Stock Data & AR Models

Stock Data & AR Models
One-year autoregressive stock price projection of GameStop, starting from 1/1/2025

The first step in this tutorial is to get access to wrds (Wharton Research Data Services) which can be done here if you are a Kelley Student. You can also use Polygon or other stock data APIs.
Assuming you are using wrds, you'll need to get data this way:

import wrds
db = wrds.Connection()
💡
Do not forget to pip install wrds

Now, let's get data for a specific stock. WRDS allows you to pass in SQL to their API endpoints, so we'll do that. In this case, we'll be looking at GameStop stock (ticker: GME hence the WHERE ticker = 'GME' condition).

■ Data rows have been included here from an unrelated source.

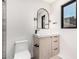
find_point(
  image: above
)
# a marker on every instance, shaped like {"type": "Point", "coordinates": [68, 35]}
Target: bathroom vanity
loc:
{"type": "Point", "coordinates": [45, 47]}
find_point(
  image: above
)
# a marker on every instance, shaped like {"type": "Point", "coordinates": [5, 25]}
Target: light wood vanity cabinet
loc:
{"type": "Point", "coordinates": [45, 47]}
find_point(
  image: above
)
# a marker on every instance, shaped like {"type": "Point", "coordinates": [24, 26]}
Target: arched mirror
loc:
{"type": "Point", "coordinates": [42, 19]}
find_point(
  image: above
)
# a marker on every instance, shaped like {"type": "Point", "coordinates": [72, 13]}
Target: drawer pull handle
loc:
{"type": "Point", "coordinates": [55, 48]}
{"type": "Point", "coordinates": [36, 45]}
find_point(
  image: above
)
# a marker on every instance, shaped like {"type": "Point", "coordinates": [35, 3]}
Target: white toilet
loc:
{"type": "Point", "coordinates": [21, 50]}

gamestop_data = db.raw_sql("""
    SELECT
        dlycaldt,
        dlyret as daily_return,
        dlyprc as price,
        dlyvol as volume
    FROM crsp.dsf_v2
    WHERE ticker = 'GME'
    AND dlyret IS NOT NULL
    AND dlycaldt > '2000-01-01'
    ORDER BY dlycaldt
""")

import pandas as pd
df = pd.DataFrame(gamestop_data)

df['date'] = pd.to_datetime(df['dlycaldt'])
df.set_index('date', inplace=True)

Now, to make sure that there are no issues with our data by viewing the df:

df

Now, let's graph the distribution of daily returns for the security:

import matplotlib.pyplot as plt
import seaborn as sns
import numpy as np

# extracting the returns
returns = df['daily_return'].dropna()

plt.figure(figsize=(10, 6))
sns.histplot(data=returns, bins=50, kde=True, stat='density')
plt.title('Distribution of GameStop Daily Returns')
plt.xlabel('Daily Return')
plt.ylabel('Density')
plt.grid(True, alpha=0.3)

mean_return = returns.mean()
median_return = returns.median()
plt.axvline(mean_return, color='red', linestyle='--', label=f'Mean: {mean_return:.2%}')
plt.axvline(median_return, color='green', linestyle='--', label=f'Median: {median_return:.2%}')
plt.legend()

plt.gca().xaxis.set_major_formatter(plt.FuncFormatter(lambda x, _: f'{x:.0%}'))
plt.tight_layout()
plt.show()

print("Summary Statistics of Daily Returns:")
print(f"Mean: {returns.mean():.4%}")
print(f"Median: {returns.median():.4%}")
print(f"Standard Deviation: {returns.std():.4%}")
print(f"Min: {returns.min():.4%}")
print(f"Max: {returns.max():.4%}")
print(f"Skewness: {returns.skew():.4f}")
print(f"Kurtosis: {returns.kurtosis():.4f}")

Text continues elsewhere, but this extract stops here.